Class ParsingOptions


  • public class ParsingOptions
    extends Object
    A collection of parameters for configuring parsing. This includes, but is not necessarily limited to:
    • Controlling which fields are to be parsed; omitting unwanted fields can make parsing much more efficient.
    • Controlling how parsing errors are handled.
    • Tuning the sizes of internal buffers.
    • Field Detail

      • DEFAULT_READ_BUFFER

        public static final int DEFAULT_READ_BUFFER
        The default size, in bytes, for read operations
        See Also:
        Constant Field Values
    • Constructor Detail

      • ParsingOptions

        public ParsingOptions()
        Creates a collection with default settings:
        • All fields from the source will be read.
        • Malformed records will be read; unparsable fields will be null-valued.
        • Buffers will use default sizings.
    • Method Detail

      • set

        public void set​(ParsingOptions options)
        Copies the settings from the specified source. Afterwards, this properties object will have the same values for settings.
        Parameters:
        options - the settings to copy
      • getSelectedFields

        public List<String> getSelectedFields()
        Gets the list of record fields to parse.
        Returns:
        the fields which will be parsed.
      • setSelectedFields

        public void setSelectedFields​(List<String> fields)
        Sets the list of record fields to parse. If only a subset of fields are desired, it can be more efficient to parse only those fields. Only fields in this list will be in the output records. An empty list indicates all fields should be parsed; this is the default setting.
        Parameters:
        fields - the record fields to parse
      • setSelectedFields

        public void setSelectedFields​(String... fields)
        Sets the list of record fields to parse. If only a subset of fields are desired, it can be more efficient to parse only those fields. Only fields in this list will be in the output records. An empty list indicates all fields should be parsed; this is the default setting.
        Parameters:
        fields - the record fields to parse
      • getMissingFieldAction

        public ParseErrorAction getMissingFieldAction()
        Gets how fields declared in the schema, but not found when parsing the record are handled.
        Returns:
        the action to take on missing fields
      • setMissingFieldAction

        public void setMissingFieldAction​(ParseErrorAction action)
        Sets how to handle fields declared in the schema, but not found when parsing the record. If the configured action does not discard the record, the missing fields will be null-valued in the output. By default, this setting is ParseErrorAction.WARN.

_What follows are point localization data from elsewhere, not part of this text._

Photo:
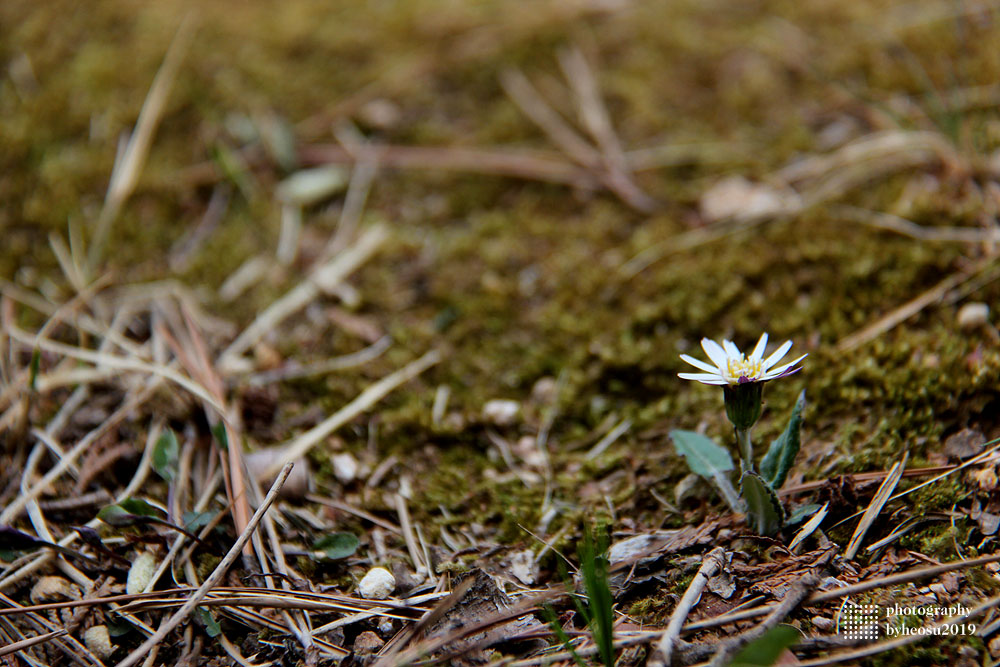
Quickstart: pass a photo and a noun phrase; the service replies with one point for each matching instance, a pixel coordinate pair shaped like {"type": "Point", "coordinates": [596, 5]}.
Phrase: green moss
{"type": "Point", "coordinates": [517, 280]}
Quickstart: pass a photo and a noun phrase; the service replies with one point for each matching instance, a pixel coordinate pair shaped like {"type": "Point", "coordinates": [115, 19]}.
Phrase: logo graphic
{"type": "Point", "coordinates": [858, 621]}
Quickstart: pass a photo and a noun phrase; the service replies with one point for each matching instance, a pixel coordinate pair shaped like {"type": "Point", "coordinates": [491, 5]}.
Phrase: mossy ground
{"type": "Point", "coordinates": [519, 281]}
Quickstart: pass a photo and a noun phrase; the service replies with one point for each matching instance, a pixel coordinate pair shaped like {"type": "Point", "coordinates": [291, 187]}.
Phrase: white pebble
{"type": "Point", "coordinates": [345, 467]}
{"type": "Point", "coordinates": [54, 589]}
{"type": "Point", "coordinates": [378, 584]}
{"type": "Point", "coordinates": [98, 640]}
{"type": "Point", "coordinates": [973, 315]}
{"type": "Point", "coordinates": [141, 573]}
{"type": "Point", "coordinates": [501, 412]}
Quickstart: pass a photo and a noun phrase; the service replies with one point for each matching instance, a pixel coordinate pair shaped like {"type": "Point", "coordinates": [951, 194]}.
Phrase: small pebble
{"type": "Point", "coordinates": [523, 567]}
{"type": "Point", "coordinates": [141, 573]}
{"type": "Point", "coordinates": [345, 467]}
{"type": "Point", "coordinates": [378, 584]}
{"type": "Point", "coordinates": [823, 623]}
{"type": "Point", "coordinates": [544, 391]}
{"type": "Point", "coordinates": [54, 589]}
{"type": "Point", "coordinates": [367, 643]}
{"type": "Point", "coordinates": [501, 412]}
{"type": "Point", "coordinates": [973, 315]}
{"type": "Point", "coordinates": [98, 641]}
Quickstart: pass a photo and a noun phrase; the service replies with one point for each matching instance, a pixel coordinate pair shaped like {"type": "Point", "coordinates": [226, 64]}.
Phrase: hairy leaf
{"type": "Point", "coordinates": [703, 455]}
{"type": "Point", "coordinates": [338, 545]}
{"type": "Point", "coordinates": [781, 454]}
{"type": "Point", "coordinates": [166, 454]}
{"type": "Point", "coordinates": [764, 512]}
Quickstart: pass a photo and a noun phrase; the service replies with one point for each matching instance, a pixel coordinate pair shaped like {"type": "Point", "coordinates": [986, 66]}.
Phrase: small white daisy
{"type": "Point", "coordinates": [732, 367]}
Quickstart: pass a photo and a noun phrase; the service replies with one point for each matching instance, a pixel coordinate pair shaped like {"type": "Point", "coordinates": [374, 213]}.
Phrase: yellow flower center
{"type": "Point", "coordinates": [741, 367]}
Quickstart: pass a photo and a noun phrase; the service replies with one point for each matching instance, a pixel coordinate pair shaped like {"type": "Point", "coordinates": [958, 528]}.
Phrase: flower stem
{"type": "Point", "coordinates": [746, 449]}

        This setting is advisory in that parsers can behave differently than configured. However, a parser should only behave in a stricter fashion than configured.

        Parameters:
        action - the action to take on missing fields
      • getExtraFieldAction

        public ParseErrorAction getExtraFieldAction()
        Gets how fields found when parsing the record, but not declared in the schema are handled.
        Returns:
        the action to take on extra fields
      • setExtraFieldAction

        public void setExtraFieldAction​(ParseErrorAction action)
        Sets how to handle fields found when parsing the record, but not declared in the schema. If the configured action does not discard the record, the missing fields will be null-valued in the output. By default, this setting is ParseErrorAction.WARN.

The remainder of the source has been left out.